Il teff è un cereale privo di glutine originario dell’Etiopia e dell’Eritrea, dove viene sfruttato sin dall’antichità per le sue proprietà benefiche e virtù curative. Il teff (Eragrostis tef) è molto conosciuto nel continente africano (soprattutto nel nord), dove si produce l’Injera, un pane povero di carboidrati e ricco di proteine.

In linea generale, i semi di Teff sono estremamente resistenti all’umidità, al caldo, alla muffa e alla disidratazione. Da un punto di vista nutrizionale, il Teff fornisce soprattutto carboidrati complessi, è ricco di fibre (ottime contro il diabete), calcio, potassio e ferro ben assimilabili. La straordinaria proprietà risiede nel notevole contenuto di proteine e di ben otto di aminoacidi essenziali.
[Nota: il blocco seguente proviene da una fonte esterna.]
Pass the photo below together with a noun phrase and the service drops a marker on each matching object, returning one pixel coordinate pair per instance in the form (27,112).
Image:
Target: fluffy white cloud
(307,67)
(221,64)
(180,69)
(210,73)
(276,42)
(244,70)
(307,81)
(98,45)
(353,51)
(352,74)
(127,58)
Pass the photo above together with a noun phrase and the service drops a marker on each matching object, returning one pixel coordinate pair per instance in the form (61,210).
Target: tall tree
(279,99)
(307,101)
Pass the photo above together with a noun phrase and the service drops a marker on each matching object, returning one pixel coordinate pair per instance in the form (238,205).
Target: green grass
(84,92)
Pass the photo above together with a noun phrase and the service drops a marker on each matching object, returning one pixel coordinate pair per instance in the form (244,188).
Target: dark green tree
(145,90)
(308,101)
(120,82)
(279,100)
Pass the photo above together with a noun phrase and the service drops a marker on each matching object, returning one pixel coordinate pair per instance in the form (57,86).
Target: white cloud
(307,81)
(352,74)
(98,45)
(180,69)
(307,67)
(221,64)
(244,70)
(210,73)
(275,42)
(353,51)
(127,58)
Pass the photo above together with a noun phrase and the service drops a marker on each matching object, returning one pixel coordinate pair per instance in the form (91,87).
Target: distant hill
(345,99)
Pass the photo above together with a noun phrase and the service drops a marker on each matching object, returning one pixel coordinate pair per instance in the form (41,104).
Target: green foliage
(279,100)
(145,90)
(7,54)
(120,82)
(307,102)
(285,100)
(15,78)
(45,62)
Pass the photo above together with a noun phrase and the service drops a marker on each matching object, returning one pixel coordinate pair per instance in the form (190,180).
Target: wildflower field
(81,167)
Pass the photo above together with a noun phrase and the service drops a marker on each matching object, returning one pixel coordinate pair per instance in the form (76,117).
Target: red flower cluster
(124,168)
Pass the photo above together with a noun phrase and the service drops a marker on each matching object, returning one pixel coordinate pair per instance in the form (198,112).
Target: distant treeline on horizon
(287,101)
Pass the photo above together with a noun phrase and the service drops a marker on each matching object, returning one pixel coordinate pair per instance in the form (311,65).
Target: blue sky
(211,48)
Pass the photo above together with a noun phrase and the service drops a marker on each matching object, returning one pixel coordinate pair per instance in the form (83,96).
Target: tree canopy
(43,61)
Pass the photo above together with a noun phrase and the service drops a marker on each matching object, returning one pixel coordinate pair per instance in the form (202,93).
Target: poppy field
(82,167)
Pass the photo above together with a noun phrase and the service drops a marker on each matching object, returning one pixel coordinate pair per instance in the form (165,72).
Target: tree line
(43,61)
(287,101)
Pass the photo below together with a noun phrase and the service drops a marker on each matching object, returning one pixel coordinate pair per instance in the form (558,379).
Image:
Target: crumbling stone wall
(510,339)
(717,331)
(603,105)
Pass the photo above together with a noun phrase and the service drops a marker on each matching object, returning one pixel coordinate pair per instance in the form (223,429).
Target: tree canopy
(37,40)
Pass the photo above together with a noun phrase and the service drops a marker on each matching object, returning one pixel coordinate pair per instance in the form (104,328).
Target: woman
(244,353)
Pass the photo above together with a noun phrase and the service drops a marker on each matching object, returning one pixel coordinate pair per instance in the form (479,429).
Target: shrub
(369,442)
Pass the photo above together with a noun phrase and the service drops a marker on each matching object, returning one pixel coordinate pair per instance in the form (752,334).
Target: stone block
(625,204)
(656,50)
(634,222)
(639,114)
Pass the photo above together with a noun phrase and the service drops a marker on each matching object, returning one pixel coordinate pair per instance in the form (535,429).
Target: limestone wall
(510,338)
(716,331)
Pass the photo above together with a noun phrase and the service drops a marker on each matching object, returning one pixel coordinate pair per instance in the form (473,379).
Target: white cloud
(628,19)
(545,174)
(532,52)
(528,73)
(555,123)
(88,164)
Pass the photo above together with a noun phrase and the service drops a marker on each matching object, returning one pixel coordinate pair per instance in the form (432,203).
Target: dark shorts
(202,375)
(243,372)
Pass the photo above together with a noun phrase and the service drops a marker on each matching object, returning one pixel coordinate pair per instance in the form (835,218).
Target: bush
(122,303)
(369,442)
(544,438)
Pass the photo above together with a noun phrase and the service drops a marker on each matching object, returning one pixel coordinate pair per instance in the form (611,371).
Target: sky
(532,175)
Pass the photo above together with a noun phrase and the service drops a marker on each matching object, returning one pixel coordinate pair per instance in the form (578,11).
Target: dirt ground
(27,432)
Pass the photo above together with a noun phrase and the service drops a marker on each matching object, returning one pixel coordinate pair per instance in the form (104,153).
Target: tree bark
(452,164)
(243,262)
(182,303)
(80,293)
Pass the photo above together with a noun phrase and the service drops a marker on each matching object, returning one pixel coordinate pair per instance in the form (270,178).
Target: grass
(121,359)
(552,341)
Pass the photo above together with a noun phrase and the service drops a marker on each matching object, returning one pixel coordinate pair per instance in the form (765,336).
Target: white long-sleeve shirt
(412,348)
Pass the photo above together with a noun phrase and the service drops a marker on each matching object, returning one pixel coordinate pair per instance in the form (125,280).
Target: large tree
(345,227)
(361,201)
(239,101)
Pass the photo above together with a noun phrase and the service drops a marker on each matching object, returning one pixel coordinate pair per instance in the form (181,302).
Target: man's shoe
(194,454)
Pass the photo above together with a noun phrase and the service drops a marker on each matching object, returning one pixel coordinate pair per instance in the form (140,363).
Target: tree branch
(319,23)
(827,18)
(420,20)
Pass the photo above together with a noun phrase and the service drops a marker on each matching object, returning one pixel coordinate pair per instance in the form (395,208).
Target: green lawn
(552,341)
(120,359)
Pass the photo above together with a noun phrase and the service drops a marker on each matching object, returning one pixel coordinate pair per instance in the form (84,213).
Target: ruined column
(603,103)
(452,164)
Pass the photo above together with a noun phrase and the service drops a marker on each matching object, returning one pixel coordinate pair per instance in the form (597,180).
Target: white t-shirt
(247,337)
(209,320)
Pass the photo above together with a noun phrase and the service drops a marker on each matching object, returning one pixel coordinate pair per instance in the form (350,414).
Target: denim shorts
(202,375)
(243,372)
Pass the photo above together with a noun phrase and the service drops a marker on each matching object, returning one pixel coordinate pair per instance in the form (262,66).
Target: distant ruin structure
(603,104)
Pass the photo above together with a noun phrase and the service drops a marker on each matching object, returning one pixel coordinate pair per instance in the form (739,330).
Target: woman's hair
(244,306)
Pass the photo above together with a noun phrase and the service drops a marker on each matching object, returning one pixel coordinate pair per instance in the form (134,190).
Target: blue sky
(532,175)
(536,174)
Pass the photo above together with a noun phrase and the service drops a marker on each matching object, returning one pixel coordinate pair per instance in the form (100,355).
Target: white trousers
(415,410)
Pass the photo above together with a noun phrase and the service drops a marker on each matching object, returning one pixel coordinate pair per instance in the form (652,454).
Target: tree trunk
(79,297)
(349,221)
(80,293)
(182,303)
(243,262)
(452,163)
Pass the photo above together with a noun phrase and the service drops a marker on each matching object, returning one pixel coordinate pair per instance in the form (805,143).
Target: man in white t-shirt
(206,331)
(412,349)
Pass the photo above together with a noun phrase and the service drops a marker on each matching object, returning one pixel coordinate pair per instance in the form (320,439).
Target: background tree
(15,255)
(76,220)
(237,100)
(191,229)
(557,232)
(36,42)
Inoltre, visto che durante la macinazione è impossibile separare le varie parti della molitura, la farina che si ottiene, di colore giallo opaco, contiene tutto il seme in toto e dunque è per forza integrale. E’ un cereale facilmente digeribile e naturalmente privo di glutine e dunque è ottimo anche per tutti coloro che soffrono di celiachia.

Esistono anche alcuni “contro” di questo alimento, in primis il gusto non a tutti gradito, soprattutto se paragonato ai moderni grani raffinati e ridotti in farina. Anche la consistenza dei semini, simili all’amaranto, non è sempre semplice da utilizzare per realizzare piatti sani ma che siano allo stesso tempo anche gustosi. A questo proposito vi suggeriamo più in basso alcune ricette non solo a base di teff ma anche di farina realizzata con questi semini.

Vi è poi un problema di difficile reperibilità del prodotto, soprattutto nei piccoli centri, anche se ormai gli acquisti online possono ovviare al problema. Il costo poi non è per tutte le tasche, 350 grammi di farina di teff hanno prezzi a partire da circa 4 euro, mentre il teff in grani (500 grammi) ha un costo di oltre 6 euro.